L'homme marcha près d'elle, sans répondre et en l'ignorant superbement. Enfin, il put pousser le battant de son minuscule meublé, il écrasa son mégot dans le cendrier à pied du hall, claqua la porte et poussa un "ouf !" de soulagement.

Il passa dans l'unique pièce de son logis. Elle faisait office de cuisine, salle-à-manger, salon, sans compter le côté buanderie, (à droite de la kitchenette) où un étendoir à linge, accueillait ses vêtements à sécher. Le soir, la pièce se transformait en chambre quand il dépliait le convertible.

Cette vie modeste, si ce n'est misérable, ne lui pesait pas, son seul souci : passer inaperçu, éviter toute contrainte sociale, toute contrariété, car inévitablement il se mettait en colère et ce n'était pas beau à voir. Ainsi il n'avait pas d'emploi, il vivait d'aides sociales et d'autres expédients. Ses besoins étaient chiches. Son seul vice restait sa tabagie aiguë. Une cartouche de cigarettes lui faisait à peine trois jours. Il était d'ailleurs le meilleur client du bar-tabac du coin de la rue. La moitié de ses allocations mensuelles finissait chez le propriétaire du commerce en question.

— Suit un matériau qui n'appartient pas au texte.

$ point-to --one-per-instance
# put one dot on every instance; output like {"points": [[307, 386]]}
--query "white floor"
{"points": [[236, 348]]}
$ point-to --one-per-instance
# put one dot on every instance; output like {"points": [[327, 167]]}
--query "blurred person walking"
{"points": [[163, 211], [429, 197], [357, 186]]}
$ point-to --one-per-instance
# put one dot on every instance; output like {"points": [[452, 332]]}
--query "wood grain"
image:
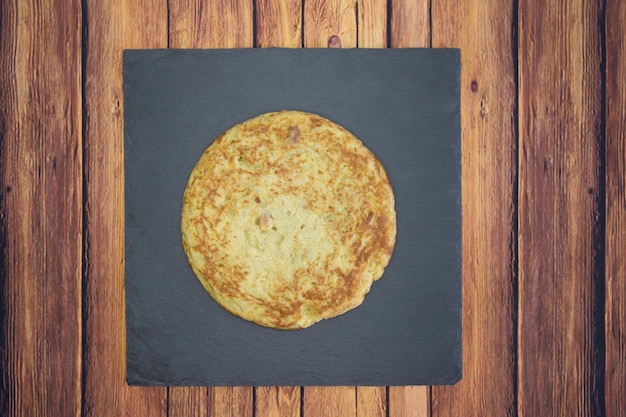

En contrepartie son frigo ne contenait que du lait d'amande, quelques fruits et légumes, et du jus d'agrume. À son crédit, précisons-le, il ne buvait pas d'alcool et mangeait végan. Peter passa dans sa minicuisine. . Il sortit du réfrigérateur une canette de jus de citron pressée, une pomme. Puis passa dans la partie salon, posa son chargement sur la table basse et remarquant que le cendrier débordait de mégots, s'empressa d'aller le vider. En même temps il entrouvrit l'unique fenêtre de la pièce. Un air froid et salvateur s'y engouffra et chassa les effluves écœurantes de tabac froid.

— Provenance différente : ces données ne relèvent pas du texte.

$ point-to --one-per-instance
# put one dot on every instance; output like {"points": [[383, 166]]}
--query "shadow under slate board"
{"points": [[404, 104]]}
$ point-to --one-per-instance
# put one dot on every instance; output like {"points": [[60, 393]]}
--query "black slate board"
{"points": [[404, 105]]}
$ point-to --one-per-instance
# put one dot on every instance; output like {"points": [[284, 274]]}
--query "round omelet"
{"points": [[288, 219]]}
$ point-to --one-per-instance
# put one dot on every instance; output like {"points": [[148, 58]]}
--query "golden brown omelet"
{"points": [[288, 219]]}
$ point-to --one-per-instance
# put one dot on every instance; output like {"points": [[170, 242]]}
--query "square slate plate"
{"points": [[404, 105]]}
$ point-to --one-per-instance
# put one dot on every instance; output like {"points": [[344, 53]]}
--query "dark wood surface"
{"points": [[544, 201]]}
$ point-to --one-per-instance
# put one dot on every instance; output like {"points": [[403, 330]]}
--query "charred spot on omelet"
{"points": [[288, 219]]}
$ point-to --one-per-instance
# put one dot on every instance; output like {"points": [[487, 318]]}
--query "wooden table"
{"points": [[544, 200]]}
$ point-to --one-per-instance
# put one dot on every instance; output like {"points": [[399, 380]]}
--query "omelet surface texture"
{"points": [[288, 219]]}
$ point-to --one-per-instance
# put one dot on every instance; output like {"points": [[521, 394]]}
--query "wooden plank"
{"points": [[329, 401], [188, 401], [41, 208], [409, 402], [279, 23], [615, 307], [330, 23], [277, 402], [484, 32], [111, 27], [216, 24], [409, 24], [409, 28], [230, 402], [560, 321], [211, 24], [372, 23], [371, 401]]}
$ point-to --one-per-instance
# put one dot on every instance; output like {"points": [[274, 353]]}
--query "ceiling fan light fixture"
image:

Ceci fait, l'homme s'installa commodément sur le canapé, attrapa la télécommande de son téléviseur et l'alluma. Il tomba automatiquement sur une chaine d'info continue. Il ne zappa pas. Peter ne regardait que cela sur cet écran, les autres programmes ne l'intéressaient pas. Tout en restant attentif aux informations débitées par les différents intervenants, il ouvrit son paquet de cigarettes, en sortit une, l'alluma et aspira sa première latte. Il était, cette fois, totalement détendu...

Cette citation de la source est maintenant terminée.